带有余温的呼气遇上天罚台外冷肃的空气,很快便化作一团茫茫白雾,而后一阵风吹,便似被什么无形之物拖曳拉扯了一般,仓促消散再不可见。
云华望着那霎时间就一干二净的空间,缓缓垂眸,心中酸涩之情却是不退反涌。
俄而,一道清冷又严肃的嗓音,打断了她的惆怅:“你没有忘,是不是?!”
手上传来几分冰冷,云华略有几分怔忪地抬眸,对上了嫦娥紧张的目光。
注视着云华的脸颊,嫦娥一字一顿:“这二十年的事,你都记得。这二十年的情,你也没忘……是不是?!”

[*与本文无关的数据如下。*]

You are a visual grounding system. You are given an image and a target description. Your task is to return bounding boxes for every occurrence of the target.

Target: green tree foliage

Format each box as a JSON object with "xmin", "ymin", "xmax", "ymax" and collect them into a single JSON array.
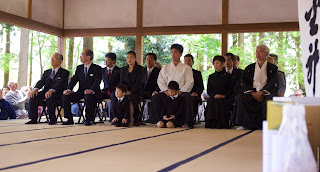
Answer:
[{"xmin": 143, "ymin": 35, "xmax": 178, "ymax": 65}]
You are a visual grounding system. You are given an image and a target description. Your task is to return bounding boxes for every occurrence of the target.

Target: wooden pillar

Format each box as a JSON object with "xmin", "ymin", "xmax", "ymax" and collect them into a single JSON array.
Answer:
[
  {"xmin": 18, "ymin": 27, "xmax": 29, "ymax": 89},
  {"xmin": 27, "ymin": 0, "xmax": 32, "ymax": 19},
  {"xmin": 221, "ymin": 0, "xmax": 229, "ymax": 55},
  {"xmin": 221, "ymin": 31, "xmax": 228, "ymax": 55},
  {"xmin": 135, "ymin": 0, "xmax": 143, "ymax": 65},
  {"xmin": 135, "ymin": 34, "xmax": 143, "ymax": 65},
  {"xmin": 58, "ymin": 37, "xmax": 66, "ymax": 68}
]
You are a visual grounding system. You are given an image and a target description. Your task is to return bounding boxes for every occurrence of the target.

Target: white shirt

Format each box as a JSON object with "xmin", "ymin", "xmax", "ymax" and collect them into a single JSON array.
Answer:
[
  {"xmin": 107, "ymin": 65, "xmax": 116, "ymax": 73},
  {"xmin": 253, "ymin": 61, "xmax": 268, "ymax": 92},
  {"xmin": 83, "ymin": 63, "xmax": 92, "ymax": 73},
  {"xmin": 117, "ymin": 96, "xmax": 124, "ymax": 102},
  {"xmin": 51, "ymin": 67, "xmax": 60, "ymax": 75},
  {"xmin": 158, "ymin": 62, "xmax": 194, "ymax": 93},
  {"xmin": 170, "ymin": 94, "xmax": 178, "ymax": 99}
]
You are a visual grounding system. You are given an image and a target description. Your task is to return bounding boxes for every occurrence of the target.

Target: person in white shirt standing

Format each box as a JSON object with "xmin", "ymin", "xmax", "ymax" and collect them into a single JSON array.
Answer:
[
  {"xmin": 236, "ymin": 45, "xmax": 278, "ymax": 130},
  {"xmin": 150, "ymin": 44, "xmax": 194, "ymax": 128}
]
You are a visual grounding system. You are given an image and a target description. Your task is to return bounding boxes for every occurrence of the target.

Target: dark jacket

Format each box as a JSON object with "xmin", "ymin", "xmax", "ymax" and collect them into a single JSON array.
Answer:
[
  {"xmin": 207, "ymin": 69, "xmax": 233, "ymax": 98},
  {"xmin": 111, "ymin": 96, "xmax": 130, "ymax": 119},
  {"xmin": 0, "ymin": 99, "xmax": 16, "ymax": 120},
  {"xmin": 231, "ymin": 68, "xmax": 243, "ymax": 97},
  {"xmin": 35, "ymin": 67, "xmax": 69, "ymax": 94},
  {"xmin": 161, "ymin": 96, "xmax": 184, "ymax": 123},
  {"xmin": 120, "ymin": 63, "xmax": 143, "ymax": 97},
  {"xmin": 68, "ymin": 63, "xmax": 101, "ymax": 95},
  {"xmin": 241, "ymin": 63, "xmax": 279, "ymax": 94},
  {"xmin": 142, "ymin": 67, "xmax": 160, "ymax": 94},
  {"xmin": 102, "ymin": 66, "xmax": 120, "ymax": 93}
]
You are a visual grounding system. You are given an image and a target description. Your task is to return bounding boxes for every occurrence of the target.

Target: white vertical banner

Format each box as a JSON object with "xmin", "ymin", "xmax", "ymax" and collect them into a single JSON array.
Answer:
[{"xmin": 298, "ymin": 0, "xmax": 320, "ymax": 97}]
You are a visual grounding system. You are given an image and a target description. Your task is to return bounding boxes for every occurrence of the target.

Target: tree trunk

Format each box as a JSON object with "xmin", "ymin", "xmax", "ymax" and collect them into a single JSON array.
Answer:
[
  {"xmin": 29, "ymin": 32, "xmax": 34, "ymax": 86},
  {"xmin": 232, "ymin": 33, "xmax": 238, "ymax": 47},
  {"xmin": 3, "ymin": 24, "xmax": 12, "ymax": 87},
  {"xmin": 83, "ymin": 37, "xmax": 93, "ymax": 51},
  {"xmin": 18, "ymin": 28, "xmax": 29, "ymax": 89},
  {"xmin": 68, "ymin": 38, "xmax": 74, "ymax": 76}
]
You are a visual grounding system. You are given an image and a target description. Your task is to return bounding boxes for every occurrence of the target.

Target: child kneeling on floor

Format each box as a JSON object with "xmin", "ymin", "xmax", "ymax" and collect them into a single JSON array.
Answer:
[
  {"xmin": 111, "ymin": 84, "xmax": 130, "ymax": 127},
  {"xmin": 157, "ymin": 81, "xmax": 184, "ymax": 128}
]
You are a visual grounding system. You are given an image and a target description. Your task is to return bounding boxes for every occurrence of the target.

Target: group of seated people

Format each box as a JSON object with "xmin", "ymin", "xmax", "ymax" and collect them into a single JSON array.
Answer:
[{"xmin": 0, "ymin": 44, "xmax": 296, "ymax": 130}]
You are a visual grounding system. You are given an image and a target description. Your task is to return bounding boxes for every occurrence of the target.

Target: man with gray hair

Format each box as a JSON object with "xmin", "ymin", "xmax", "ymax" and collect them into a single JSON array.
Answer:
[
  {"xmin": 267, "ymin": 54, "xmax": 287, "ymax": 97},
  {"xmin": 26, "ymin": 52, "xmax": 69, "ymax": 125},
  {"xmin": 5, "ymin": 81, "xmax": 28, "ymax": 119},
  {"xmin": 235, "ymin": 45, "xmax": 278, "ymax": 130}
]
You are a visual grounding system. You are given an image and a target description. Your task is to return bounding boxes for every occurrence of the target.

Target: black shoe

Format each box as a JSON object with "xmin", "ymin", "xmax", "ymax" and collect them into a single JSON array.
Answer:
[
  {"xmin": 84, "ymin": 120, "xmax": 91, "ymax": 126},
  {"xmin": 25, "ymin": 120, "xmax": 38, "ymax": 124},
  {"xmin": 62, "ymin": 120, "xmax": 74, "ymax": 125},
  {"xmin": 48, "ymin": 121, "xmax": 57, "ymax": 125}
]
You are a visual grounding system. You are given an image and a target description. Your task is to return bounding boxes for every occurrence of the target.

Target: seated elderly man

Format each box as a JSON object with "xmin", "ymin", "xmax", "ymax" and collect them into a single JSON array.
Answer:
[
  {"xmin": 5, "ymin": 81, "xmax": 28, "ymax": 119},
  {"xmin": 236, "ymin": 45, "xmax": 279, "ymax": 130},
  {"xmin": 0, "ymin": 89, "xmax": 16, "ymax": 120},
  {"xmin": 26, "ymin": 52, "xmax": 69, "ymax": 125}
]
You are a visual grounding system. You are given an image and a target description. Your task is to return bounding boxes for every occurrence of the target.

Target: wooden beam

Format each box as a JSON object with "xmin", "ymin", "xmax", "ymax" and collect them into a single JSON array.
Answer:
[
  {"xmin": 0, "ymin": 8, "xmax": 299, "ymax": 37},
  {"xmin": 64, "ymin": 22, "xmax": 299, "ymax": 37},
  {"xmin": 0, "ymin": 11, "xmax": 63, "ymax": 37},
  {"xmin": 27, "ymin": 0, "xmax": 32, "ymax": 19},
  {"xmin": 64, "ymin": 27, "xmax": 138, "ymax": 37}
]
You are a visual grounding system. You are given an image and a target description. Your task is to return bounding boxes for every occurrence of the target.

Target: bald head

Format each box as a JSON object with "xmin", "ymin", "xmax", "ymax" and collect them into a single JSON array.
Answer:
[{"xmin": 256, "ymin": 45, "xmax": 269, "ymax": 65}]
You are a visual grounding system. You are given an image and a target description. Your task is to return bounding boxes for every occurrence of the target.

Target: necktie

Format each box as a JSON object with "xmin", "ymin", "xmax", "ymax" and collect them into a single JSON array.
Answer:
[
  {"xmin": 50, "ymin": 69, "xmax": 56, "ymax": 79},
  {"xmin": 84, "ymin": 67, "xmax": 88, "ymax": 77},
  {"xmin": 107, "ymin": 69, "xmax": 111, "ymax": 96},
  {"xmin": 147, "ymin": 70, "xmax": 151, "ymax": 80}
]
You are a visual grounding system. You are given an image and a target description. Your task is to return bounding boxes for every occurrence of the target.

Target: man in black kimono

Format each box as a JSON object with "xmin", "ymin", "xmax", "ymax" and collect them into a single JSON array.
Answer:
[
  {"xmin": 236, "ymin": 45, "xmax": 278, "ymax": 130},
  {"xmin": 142, "ymin": 53, "xmax": 160, "ymax": 99},
  {"xmin": 101, "ymin": 53, "xmax": 120, "ymax": 121},
  {"xmin": 62, "ymin": 49, "xmax": 102, "ymax": 126},
  {"xmin": 184, "ymin": 54, "xmax": 204, "ymax": 121},
  {"xmin": 101, "ymin": 53, "xmax": 120, "ymax": 99},
  {"xmin": 224, "ymin": 53, "xmax": 242, "ymax": 96},
  {"xmin": 267, "ymin": 54, "xmax": 287, "ymax": 97},
  {"xmin": 26, "ymin": 53, "xmax": 69, "ymax": 125}
]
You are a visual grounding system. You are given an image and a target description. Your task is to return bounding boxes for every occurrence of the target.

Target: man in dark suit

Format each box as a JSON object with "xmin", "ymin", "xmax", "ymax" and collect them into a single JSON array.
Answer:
[
  {"xmin": 267, "ymin": 54, "xmax": 287, "ymax": 97},
  {"xmin": 236, "ymin": 45, "xmax": 278, "ymax": 130},
  {"xmin": 62, "ymin": 49, "xmax": 102, "ymax": 126},
  {"xmin": 232, "ymin": 55, "xmax": 242, "ymax": 70},
  {"xmin": 142, "ymin": 53, "xmax": 160, "ymax": 99},
  {"xmin": 101, "ymin": 53, "xmax": 120, "ymax": 99},
  {"xmin": 184, "ymin": 54, "xmax": 204, "ymax": 121},
  {"xmin": 26, "ymin": 53, "xmax": 69, "ymax": 125},
  {"xmin": 224, "ymin": 53, "xmax": 242, "ymax": 97}
]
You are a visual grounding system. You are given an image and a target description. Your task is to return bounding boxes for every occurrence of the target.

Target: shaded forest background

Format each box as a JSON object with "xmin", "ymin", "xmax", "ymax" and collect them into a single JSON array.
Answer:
[{"xmin": 0, "ymin": 23, "xmax": 304, "ymax": 94}]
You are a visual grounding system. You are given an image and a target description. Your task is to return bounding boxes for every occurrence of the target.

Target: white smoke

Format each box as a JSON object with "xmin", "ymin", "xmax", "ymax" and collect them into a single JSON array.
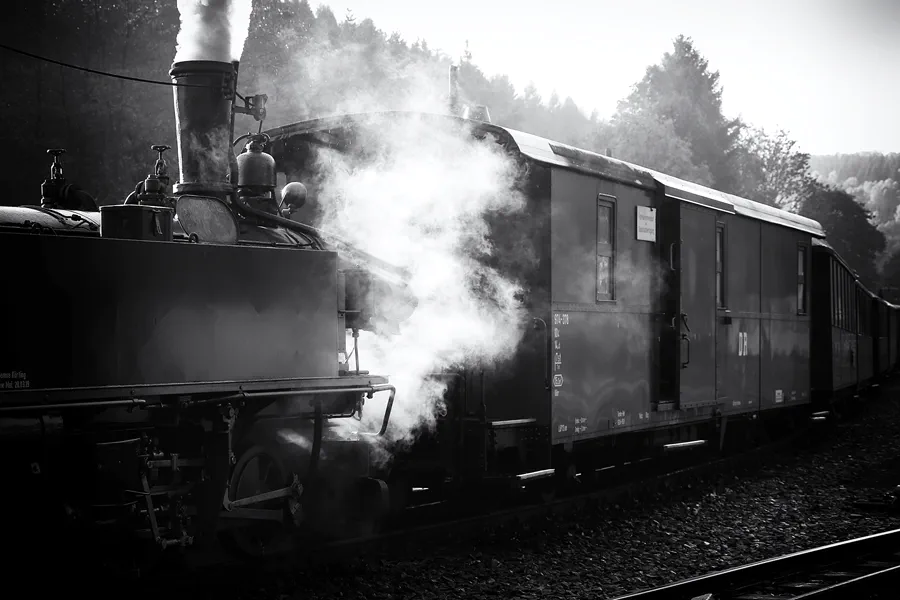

克制着语气叫自己不要太咄咄逼人,免得让云华回避作答,可她的心里面却是难以遏制的惊疑,甚至才刚轻松下来不久的目光里,又盛满了惶恐之色。
和杨天佑成亲前的云华不是这样的——哪怕是碰上了什么战友壮烈牺牲的情形,她悲痛地发泄完后,也会很快收拾情绪,做回那个果决旷达的斗牛宫侍长。
而不是剖心喂血后那样,会有惆怅、哀愁等等缠绵悱恻又藕断丝连的情绪,连当断则断的决定都做不到。
自然,恢复回神心后的云华,也不该如此。
双目紧紧盯在云华的眉宇间,越是看出了其中的惆怅之情,嫦娥的心就越沉了下去。
——如果云华还有那种情绪,那是不是说明,这一次的治疗失败了?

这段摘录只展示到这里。